Impact of strong disorder on the static magnetic properties of the spin-chain compound BaCu2SiGeO7

TL;DR

This study combines experimental NMR and magnetization measurements with numerical simulations to demonstrate that the disordered spin-chain compound BaCu2SiGeO7 exhibits a random-singlet state consistent with the random Heisenberg chain model, revealing the effects of strong disorder.

Contribution

It provides the first comprehensive experimental and numerical evidence for the random-singlet state in BaCu2SiGeO7, highlighting the role of disorder and local transverse fields in this quasi-1D magnet.

Findings

Quantitative agreement with the random Heisenberg chain model.

Evidence for the formation of a random-singlet state at low temperatures.

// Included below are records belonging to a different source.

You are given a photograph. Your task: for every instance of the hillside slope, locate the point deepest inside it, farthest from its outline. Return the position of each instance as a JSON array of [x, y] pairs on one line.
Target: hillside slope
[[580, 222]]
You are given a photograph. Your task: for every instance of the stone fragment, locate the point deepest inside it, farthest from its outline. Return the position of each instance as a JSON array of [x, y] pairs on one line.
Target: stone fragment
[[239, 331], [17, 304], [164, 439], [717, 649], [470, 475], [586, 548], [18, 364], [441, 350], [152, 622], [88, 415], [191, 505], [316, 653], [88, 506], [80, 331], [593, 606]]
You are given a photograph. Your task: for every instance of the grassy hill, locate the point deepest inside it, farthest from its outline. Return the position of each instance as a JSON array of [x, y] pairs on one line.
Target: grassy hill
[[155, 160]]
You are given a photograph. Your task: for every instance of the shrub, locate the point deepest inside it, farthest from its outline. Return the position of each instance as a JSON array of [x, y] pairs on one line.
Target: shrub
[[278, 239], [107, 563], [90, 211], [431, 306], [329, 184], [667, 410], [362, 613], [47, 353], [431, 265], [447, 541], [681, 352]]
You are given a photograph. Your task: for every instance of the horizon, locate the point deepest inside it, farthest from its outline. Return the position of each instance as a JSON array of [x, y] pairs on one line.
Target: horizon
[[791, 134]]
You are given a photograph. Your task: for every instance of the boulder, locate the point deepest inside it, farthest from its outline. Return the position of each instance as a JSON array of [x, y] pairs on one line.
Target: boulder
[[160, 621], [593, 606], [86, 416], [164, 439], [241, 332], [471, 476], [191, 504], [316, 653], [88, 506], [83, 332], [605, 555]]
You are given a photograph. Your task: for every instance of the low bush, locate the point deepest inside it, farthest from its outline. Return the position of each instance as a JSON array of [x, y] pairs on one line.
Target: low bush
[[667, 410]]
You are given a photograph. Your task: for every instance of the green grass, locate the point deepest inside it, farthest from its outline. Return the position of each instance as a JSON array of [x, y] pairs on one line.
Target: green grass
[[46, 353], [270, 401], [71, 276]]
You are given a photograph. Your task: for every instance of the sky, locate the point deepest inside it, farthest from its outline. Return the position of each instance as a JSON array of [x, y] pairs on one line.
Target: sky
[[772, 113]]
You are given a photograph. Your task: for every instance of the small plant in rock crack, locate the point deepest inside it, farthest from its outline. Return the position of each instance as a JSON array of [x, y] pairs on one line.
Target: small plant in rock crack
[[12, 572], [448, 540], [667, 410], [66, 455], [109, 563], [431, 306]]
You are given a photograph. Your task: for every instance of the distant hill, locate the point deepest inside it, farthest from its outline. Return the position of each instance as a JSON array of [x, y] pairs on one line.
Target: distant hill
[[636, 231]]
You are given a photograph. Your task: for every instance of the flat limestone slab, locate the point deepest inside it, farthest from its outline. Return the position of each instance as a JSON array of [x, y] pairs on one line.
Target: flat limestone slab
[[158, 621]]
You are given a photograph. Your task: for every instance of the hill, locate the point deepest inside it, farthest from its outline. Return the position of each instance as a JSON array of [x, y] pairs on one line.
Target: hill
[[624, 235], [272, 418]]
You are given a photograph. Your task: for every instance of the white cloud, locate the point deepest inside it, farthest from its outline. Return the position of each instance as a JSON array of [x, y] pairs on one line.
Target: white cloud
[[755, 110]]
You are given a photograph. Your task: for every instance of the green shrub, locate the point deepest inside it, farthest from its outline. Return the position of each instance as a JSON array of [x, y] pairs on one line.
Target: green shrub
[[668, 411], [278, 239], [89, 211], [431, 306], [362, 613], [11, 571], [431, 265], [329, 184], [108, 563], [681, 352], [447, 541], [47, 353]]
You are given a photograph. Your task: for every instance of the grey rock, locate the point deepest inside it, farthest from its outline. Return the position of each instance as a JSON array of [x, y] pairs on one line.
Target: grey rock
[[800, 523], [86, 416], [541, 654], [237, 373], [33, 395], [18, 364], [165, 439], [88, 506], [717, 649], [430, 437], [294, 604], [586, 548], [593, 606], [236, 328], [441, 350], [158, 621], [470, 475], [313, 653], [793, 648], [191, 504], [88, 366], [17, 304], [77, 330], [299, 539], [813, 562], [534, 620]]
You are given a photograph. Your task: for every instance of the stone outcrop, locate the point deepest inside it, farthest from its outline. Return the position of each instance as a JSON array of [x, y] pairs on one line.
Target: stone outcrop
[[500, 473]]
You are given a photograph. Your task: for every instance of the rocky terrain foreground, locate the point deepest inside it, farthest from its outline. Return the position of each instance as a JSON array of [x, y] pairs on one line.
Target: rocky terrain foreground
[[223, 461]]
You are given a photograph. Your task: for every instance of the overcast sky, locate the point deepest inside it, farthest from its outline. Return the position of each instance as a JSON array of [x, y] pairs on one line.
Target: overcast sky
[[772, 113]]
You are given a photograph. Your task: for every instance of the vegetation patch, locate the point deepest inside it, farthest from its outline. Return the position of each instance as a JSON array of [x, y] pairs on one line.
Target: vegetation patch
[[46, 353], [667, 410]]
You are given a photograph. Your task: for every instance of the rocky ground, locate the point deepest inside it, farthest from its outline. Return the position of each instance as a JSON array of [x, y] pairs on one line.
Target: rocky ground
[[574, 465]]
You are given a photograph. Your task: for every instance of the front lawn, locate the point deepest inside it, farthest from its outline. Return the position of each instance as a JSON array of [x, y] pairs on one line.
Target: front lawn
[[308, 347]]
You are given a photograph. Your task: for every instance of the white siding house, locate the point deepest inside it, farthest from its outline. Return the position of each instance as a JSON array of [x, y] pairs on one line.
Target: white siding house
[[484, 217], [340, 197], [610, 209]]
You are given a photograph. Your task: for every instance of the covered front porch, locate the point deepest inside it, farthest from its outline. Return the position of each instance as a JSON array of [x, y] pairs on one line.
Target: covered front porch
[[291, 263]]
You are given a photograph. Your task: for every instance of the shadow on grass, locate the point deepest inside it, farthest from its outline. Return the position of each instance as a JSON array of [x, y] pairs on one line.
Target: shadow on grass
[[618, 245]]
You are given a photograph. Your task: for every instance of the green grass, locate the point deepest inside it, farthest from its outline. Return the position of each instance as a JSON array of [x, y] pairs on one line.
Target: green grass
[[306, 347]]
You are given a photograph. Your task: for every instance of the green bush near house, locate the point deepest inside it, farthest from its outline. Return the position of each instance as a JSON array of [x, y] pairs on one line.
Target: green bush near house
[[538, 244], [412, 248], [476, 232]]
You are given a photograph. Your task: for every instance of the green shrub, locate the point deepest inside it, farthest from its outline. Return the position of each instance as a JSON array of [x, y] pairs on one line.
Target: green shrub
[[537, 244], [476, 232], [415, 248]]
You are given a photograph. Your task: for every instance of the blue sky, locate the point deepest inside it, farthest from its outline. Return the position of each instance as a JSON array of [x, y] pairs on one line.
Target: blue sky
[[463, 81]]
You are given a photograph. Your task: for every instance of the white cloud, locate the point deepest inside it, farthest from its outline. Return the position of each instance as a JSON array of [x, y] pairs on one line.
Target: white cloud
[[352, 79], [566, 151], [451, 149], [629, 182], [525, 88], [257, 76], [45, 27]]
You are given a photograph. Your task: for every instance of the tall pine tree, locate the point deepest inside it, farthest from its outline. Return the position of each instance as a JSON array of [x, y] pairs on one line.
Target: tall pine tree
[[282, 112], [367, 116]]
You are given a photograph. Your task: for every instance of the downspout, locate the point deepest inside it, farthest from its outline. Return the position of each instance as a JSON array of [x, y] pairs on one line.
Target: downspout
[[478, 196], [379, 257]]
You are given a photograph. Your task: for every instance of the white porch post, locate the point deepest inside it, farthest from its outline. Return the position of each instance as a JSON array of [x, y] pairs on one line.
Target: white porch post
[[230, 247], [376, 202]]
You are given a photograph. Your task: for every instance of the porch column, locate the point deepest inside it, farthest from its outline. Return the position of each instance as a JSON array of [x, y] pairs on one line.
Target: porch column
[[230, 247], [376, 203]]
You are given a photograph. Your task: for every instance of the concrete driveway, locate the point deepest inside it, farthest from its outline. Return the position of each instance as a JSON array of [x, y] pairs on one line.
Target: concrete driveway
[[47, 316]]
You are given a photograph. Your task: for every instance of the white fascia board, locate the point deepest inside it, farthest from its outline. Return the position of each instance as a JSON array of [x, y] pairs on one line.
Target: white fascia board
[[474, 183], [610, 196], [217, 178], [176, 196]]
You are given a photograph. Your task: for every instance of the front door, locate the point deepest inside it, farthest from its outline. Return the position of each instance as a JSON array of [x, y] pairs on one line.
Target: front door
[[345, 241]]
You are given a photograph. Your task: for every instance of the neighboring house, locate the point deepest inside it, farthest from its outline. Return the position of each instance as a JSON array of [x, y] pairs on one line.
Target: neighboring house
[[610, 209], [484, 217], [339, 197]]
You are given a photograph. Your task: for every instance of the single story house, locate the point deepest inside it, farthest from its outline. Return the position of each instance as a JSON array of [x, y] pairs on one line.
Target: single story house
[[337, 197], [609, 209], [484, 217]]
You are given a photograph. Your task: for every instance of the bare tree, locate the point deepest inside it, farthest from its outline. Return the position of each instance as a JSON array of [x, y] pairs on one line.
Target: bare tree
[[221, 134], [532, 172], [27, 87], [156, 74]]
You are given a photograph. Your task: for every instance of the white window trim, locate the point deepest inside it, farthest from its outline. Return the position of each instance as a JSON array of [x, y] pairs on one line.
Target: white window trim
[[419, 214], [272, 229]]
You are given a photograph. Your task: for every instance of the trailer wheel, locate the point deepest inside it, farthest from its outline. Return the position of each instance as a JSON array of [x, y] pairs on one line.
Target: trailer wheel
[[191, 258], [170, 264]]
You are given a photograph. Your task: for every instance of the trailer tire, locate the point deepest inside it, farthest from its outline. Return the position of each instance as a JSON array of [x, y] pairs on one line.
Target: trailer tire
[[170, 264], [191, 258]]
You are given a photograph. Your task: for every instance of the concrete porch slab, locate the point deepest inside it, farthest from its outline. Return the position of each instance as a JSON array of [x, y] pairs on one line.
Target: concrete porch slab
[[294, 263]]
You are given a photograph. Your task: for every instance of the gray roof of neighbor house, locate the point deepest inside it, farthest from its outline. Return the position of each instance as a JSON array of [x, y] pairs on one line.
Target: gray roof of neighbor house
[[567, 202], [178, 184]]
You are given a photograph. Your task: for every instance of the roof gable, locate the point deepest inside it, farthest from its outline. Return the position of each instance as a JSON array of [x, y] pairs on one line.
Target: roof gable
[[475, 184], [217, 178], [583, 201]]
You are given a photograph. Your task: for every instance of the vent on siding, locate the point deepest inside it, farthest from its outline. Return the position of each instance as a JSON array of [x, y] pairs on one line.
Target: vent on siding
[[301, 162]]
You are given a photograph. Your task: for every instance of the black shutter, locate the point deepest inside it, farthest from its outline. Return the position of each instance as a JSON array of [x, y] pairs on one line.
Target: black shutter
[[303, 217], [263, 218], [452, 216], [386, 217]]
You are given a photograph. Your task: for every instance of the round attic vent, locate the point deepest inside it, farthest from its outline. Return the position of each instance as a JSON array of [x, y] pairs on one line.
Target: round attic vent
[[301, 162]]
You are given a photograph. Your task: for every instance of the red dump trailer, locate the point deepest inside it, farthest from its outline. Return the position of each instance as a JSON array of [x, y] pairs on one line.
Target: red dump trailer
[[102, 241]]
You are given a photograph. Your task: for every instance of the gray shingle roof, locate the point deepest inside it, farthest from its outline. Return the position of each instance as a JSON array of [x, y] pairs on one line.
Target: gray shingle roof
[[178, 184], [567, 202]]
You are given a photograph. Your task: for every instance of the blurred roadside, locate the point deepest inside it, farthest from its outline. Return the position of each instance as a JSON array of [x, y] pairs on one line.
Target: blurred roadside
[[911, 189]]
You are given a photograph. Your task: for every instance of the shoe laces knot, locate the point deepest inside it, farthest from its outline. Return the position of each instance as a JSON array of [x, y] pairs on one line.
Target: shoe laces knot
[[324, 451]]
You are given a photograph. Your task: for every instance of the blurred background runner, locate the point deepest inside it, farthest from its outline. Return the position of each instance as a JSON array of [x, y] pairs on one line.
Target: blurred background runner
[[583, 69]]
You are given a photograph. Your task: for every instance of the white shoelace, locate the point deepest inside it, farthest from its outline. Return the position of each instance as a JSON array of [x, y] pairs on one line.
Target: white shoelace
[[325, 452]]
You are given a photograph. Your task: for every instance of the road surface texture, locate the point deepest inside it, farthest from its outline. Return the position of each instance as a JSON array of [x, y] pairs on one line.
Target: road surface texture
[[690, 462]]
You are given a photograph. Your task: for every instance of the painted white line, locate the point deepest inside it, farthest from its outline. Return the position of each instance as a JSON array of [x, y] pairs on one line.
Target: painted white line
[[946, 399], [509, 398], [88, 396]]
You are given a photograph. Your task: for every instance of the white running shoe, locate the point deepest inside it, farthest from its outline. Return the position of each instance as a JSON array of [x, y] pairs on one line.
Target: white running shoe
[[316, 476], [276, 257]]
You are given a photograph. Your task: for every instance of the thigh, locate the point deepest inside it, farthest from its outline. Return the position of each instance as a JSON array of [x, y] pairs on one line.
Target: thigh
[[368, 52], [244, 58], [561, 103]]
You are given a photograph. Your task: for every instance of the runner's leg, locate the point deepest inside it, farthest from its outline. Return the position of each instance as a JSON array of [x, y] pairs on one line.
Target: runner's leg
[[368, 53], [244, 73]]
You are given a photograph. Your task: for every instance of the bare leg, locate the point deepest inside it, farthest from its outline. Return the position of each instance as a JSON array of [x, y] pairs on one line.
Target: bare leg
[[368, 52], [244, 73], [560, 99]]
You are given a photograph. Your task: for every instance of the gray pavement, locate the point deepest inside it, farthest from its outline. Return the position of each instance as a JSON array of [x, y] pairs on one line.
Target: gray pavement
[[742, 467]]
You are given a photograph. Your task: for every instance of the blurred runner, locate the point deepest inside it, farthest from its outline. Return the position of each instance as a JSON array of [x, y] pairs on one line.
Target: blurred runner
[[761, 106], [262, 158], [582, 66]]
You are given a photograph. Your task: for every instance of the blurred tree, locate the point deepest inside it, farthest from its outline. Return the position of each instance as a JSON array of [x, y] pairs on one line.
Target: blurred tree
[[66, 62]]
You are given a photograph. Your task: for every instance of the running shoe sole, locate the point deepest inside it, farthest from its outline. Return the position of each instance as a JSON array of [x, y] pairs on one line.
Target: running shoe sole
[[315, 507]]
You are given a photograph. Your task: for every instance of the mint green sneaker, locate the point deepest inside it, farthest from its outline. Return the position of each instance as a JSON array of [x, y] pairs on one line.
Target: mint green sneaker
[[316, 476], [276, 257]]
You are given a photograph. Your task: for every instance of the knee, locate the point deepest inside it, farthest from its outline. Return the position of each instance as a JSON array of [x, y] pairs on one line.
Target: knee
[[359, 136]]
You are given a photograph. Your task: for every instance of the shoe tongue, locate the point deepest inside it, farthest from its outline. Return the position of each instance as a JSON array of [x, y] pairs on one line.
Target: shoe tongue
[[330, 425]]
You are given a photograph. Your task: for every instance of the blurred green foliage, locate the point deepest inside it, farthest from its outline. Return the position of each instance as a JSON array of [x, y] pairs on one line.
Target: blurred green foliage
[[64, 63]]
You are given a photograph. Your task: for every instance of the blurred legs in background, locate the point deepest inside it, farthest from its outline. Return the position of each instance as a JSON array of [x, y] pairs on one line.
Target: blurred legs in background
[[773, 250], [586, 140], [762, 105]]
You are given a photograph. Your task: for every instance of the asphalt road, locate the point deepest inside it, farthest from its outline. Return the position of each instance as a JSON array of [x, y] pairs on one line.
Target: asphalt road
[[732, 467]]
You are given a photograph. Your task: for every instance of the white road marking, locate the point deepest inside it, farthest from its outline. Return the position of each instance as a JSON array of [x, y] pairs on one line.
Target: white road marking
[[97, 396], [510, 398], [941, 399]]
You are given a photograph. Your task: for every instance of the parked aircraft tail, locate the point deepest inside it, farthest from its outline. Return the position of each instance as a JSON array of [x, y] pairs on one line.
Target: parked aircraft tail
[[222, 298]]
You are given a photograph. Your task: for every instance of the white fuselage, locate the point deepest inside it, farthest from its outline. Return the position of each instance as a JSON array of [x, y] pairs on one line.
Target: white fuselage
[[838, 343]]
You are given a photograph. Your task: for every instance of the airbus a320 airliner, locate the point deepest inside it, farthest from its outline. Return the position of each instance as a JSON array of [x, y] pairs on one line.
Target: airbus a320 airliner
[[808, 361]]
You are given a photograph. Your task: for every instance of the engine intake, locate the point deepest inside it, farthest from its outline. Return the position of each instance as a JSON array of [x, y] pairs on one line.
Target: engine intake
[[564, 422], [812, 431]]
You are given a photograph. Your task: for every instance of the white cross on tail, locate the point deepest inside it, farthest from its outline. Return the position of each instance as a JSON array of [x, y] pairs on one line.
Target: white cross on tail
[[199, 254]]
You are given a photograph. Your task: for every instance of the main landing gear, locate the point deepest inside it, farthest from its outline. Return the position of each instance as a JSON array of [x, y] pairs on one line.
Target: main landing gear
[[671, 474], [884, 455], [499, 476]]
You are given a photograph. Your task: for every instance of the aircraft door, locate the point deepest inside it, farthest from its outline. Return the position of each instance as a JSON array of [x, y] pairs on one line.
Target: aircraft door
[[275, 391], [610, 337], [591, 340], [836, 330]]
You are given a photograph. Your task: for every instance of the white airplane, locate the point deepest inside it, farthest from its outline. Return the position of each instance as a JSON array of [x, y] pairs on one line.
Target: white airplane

Identification of a local transverse staggered field affecting low-temperature properties.

Abstract

The disordered quasi-1D magnet BaCu2SiGeO7 is considered as one of the best physical realizations of the random Heisenberg chain model, which features an irregular distribution of the exchange parameters and whose ground state is predicted to be the scarcely investigated random-singlet state (RSS). Based on extensive 29Si NMR and magnetization studies of BaCu2SiGeO7, combined with numerical Quantum Monte Carlo simulations, we obtain remarkable quantitative agreement with theoretical predictions of the random Heisenberg chain model and strong indications for the formation of a random-singlet state at low temperatures in this compound. As a local probe, NMR is a well-adapted technique for studying the magnetism of disordered systems. In this case it also reveals an additional local transverse staggered field (LTSF), which affects the low-temperature properties of the RSS. The proposed model Hamiltonian satisfactorily accounts for the temperature dependence of the NMR line shapes.